Bienvenue dans un monde idéal,
ou Les tribulations d’un Intendant chez Courteline
Dans un monde idéal, le jeune fonctionnaire, fraîchement nommé après son concours, bénéficie d’une pré-formation d’adaptation à l’emploi, avant d’être affecté sur son poste, tout comme l’étaient les enseignants à l’époque glorieuse de l’école normale et de l’IUFM ;
dans un monde idéal, cette formation organisée par l’autorité de tutelle, n’intervient pas pendant son temps de présence théorique sur son service, rendant encore plus difficile l’intégration sur son lieu de travail ;
dans un monde idéal, et afin que chacun soit employé au mieux de ses compétences, une partition en métiers bien distincte est réalisée.

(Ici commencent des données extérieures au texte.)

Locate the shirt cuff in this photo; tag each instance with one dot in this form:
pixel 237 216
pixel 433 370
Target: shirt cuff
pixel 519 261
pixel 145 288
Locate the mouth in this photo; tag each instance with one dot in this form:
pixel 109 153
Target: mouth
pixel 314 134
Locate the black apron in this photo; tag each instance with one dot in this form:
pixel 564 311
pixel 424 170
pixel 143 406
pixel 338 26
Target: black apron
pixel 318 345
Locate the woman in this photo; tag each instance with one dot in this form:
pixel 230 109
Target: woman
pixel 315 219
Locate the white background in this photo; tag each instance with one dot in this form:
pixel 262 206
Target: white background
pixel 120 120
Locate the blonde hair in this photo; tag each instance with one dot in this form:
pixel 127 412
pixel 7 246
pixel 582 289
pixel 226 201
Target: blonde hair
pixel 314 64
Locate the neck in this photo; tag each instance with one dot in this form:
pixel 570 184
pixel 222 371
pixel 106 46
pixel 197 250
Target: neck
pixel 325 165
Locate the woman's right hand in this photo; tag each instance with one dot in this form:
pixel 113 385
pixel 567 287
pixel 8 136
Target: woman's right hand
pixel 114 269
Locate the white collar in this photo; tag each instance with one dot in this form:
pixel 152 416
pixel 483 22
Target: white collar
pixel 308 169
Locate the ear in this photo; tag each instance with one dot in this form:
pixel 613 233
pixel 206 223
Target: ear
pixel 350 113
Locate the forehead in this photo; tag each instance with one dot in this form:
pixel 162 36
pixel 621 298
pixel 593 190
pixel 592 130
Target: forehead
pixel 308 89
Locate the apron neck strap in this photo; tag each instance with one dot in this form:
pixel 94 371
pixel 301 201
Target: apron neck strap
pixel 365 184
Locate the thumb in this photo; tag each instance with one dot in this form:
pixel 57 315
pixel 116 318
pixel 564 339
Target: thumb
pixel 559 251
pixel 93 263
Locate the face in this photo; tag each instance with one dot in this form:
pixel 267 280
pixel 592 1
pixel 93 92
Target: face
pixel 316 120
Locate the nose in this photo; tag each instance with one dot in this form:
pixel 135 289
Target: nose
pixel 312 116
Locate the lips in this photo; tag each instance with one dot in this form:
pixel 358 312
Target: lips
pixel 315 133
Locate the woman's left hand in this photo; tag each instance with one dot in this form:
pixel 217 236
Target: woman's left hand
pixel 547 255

Il ne viendrait bien sûr à l’idée de personne d’attribuer une classe de physique nucléaire à un enseignant de philosophie, même si ça peut amuser l’enseignant (tout comme les élèves eux-mêmes, mais seulement pour un temps). Un métier de gestion/finances n’a que peu de choses à voir avec de la gestion administrative, de ressources humaines ou d’examens… ;
dans un monde idéal, et dans la même perspective, les inévitables absences pour maladie sur une zone définie, peuvent être suppléées par des équipes de titulaires-remplaçants formés sur le métier, et immédiatement opérationnels pour occuper le poste devenu vacant ;
dans un monde idéal, les postes les plus durs, ceux où personne ne souhaite aller et qui sont sinistrés, bénéficient de réelles bonifications d’ancienneté ou indiciaires, afin d’assurer partout sur le territoire un fonctionnement optimal des services ;
dans un monde idéal, les responsabilités d’encadrement sont clairement énoncées, et chacun est maître dans son domaine. Les fonctionnaires territoriaux encadrent des personnels territoriaux, et les personnels d’Etat d’autres personnels d’Etat. Il serait inopportun que la chaîne de responsabilité soit cassée à de multiples reprises, et que chacun se mêle des tâches effectuées par d’autres, pour lesquelles ils n’ont aucune relation hiérarchique (en théorie tout du moins) ;
dans un monde idéal, et en conséquence de ce qui précède, rendre compte à des autorités dont on ne dépend pas, mais à qui il est indispensable de compléter de multiples enquêtes (souvent les mêmes, mais à des services différents, qui ne communiquent pas entre eux), est évidemment inconcevable ;
dans un monde idéal, les compétences réelles sont reconnues à leur juste valeur, et l’adjoint (quel qu’il soit) n’est pas seulement un secrétaire chargé de la paperasse désagréable, ou un super agent-chef mobilisable pour tout motif, mais un véritable bras droit, et considéré comme tel ;
dans un monde idéal, les tâches effectuées sont payées à leur juste valeur. Les revalorisations indemnitaires ne sont pas obtenues exclusivement par la lutte ou le conflit, et ne sont pas des restes jetés en pâture aux gueux afin simplement de continuer à garantir le fonctionnement du système, mais l’expression programmée d’une véritable gestion des ressources humaines, permettant à tous d’obtenir une récompense en fonction de ses mérites réels, et des responsabilités assumées ;
dans un monde idéal, à grade et fonction identique, la reconnaissance financière est la même en tout lieu de l’hexagone ;
dans un monde idéal, le fonctionnaire expérimenté (mais usé) ne compte pas les trimestres qui le séparent de sa retraite, en voyant celle-ci s’éloigner inexorablement, au fur et à mesure du temps qui passe, en même temps que l’augmentation de la durée des cotisations qui lui sont exigées ;
dans un monde idéal, s’engager dans un métier signifie avoir la protection et la reconnaissance de ses pairs, servir une cause commune et une communauté, où chacun peut trouver sa place, de la plus modeste à la plus élevée.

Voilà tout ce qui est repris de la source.